The upper blade structure 44 is connected to the lower blade structure 44′ preferably by bolting, clamping, infusion or adhesion.
In addition to the arrangement of the stator blades 46 and the rotor blades 442, 442′ in FIG. 5, the stator blades can be formed on the first sidewall of the second frame near the air inlet of the second frame, and the rotor blades of the impeller are disposed below the stator blades, i.e., locations of the stator blades 46 and the rotor blades 442 of the upper blade structure 44 mentioned in FIG. 5 are interchangeable. Additionally, the number and arrangement of the stator blades 46 and the rotor blades 442 can be modified or selected based on applications. For example, if the centrifugal fan of the invention is an inverted-hang fan or a dual-suction blower, the stator blades can also be provided on another air inlet of the fan. Moreover, the stator blades can be disposed on the air outlet of the centrifugal fan, or respectively on the air outlet and inlet sides of the centrifugal fan.
Referring to FIG. 6, in a fourth embodiment, the centrifugal fan is a dual-suction blower, with structure differing from the second embodiment of FIG. 4 in that the entrance 551 of the air-gathering chamber 55 is defined by a first sidewall 522 extending downward from the inner margin of the air inlet 521 of the second frame 52 and a second sidewall 513 extending upward from the base 57 of the first frame 51, and the rotor blades 542 disposed on the circumference of the hub 541 of the blade structure 54 extend horizontally to the entrance 551 of the air-gathering chamber 55.
As air enters the air inlet 511 of the first frame 51 and the air inlet 521 of the second frame 52, the airflow is guided to the entrance 551 of the air-gathering chamber 55 by the rotor blades 542, indicated by the imaginary arrows in FIG. 6. Additionally, one set of stator blades 56, substantially shaped as rotor blades 542 can be provided between the second sidewall 513 of the first frame 51 and the base of the first frame 51 for guiding airflow and increasing air pressure.

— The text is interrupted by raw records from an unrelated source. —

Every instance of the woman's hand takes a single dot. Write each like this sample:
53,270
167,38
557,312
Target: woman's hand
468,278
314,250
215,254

FIG. 7 shows the comparison of the air pressure and airflow of the centrifugal fan of the invention between those of the conventional blower of FIG. 1. This figure can demonstrate that the air pressure and air flow of the centrifugal fan of the invention are greater that those of the prior art.
According to the embodiments mentioned above, the first sidewall extends downward from an inner margin of the air inlet to define the air-gathering chamber or air-collecting tank in the centrifugal fan so as to provide constant air pressure.

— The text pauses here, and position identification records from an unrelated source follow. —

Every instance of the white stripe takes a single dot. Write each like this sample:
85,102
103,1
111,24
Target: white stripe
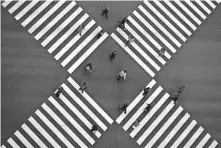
149,115
155,123
203,141
163,40
84,107
46,16
73,122
203,6
165,127
62,26
188,12
173,18
16,6
87,53
180,14
33,136
139,49
26,9
213,144
6,3
91,101
194,137
68,33
55,20
54,129
13,143
23,139
164,30
43,132
73,41
134,103
184,134
195,9
138,60
63,125
165,21
78,113
36,12
141,109
81,46
211,4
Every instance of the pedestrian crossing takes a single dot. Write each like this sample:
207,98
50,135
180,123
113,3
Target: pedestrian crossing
161,24
63,122
54,24
165,125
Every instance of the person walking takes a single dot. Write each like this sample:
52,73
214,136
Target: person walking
112,55
124,108
83,87
146,91
60,89
122,75
94,129
130,40
147,108
105,12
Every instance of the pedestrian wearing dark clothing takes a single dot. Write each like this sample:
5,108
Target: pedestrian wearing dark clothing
83,87
147,108
124,108
100,34
146,91
94,128
60,89
112,55
105,12
130,40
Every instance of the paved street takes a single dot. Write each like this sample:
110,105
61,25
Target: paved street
41,50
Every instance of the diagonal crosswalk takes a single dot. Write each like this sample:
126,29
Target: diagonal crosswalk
68,118
55,25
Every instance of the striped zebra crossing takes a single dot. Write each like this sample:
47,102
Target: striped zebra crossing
68,46
68,117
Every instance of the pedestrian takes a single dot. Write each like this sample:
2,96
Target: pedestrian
94,128
105,12
147,108
130,40
146,91
124,108
175,98
112,55
60,89
80,29
162,52
122,75
88,68
136,123
83,87
100,34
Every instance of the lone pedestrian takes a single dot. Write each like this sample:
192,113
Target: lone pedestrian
122,75
147,108
105,12
94,128
146,91
100,34
80,29
83,87
112,55
60,89
136,123
130,40
124,108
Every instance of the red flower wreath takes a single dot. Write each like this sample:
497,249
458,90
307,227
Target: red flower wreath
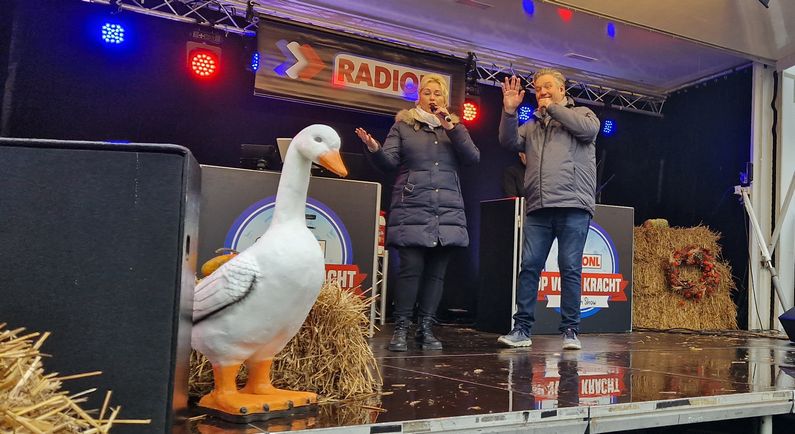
696,256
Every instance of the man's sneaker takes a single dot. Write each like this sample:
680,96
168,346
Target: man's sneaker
516,338
570,340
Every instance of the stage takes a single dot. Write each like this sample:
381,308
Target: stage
618,382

In addition, the stator blades disposed on one or more air inlet sides or outlet side of the centrifugal fan can greatly increase the air pressure of the discharged airflow for enhancing the heat-dissipating efficiency.
While the invention has been described in connection is with what is presently considered to be the most practical and preferred embodiment, it is to be understood that the invention is not limited to the disclosed embodiments, but, on the contrary, is intended to accommodate various modifications and equivalent arrangements included within the spirit and scope of the appended claims.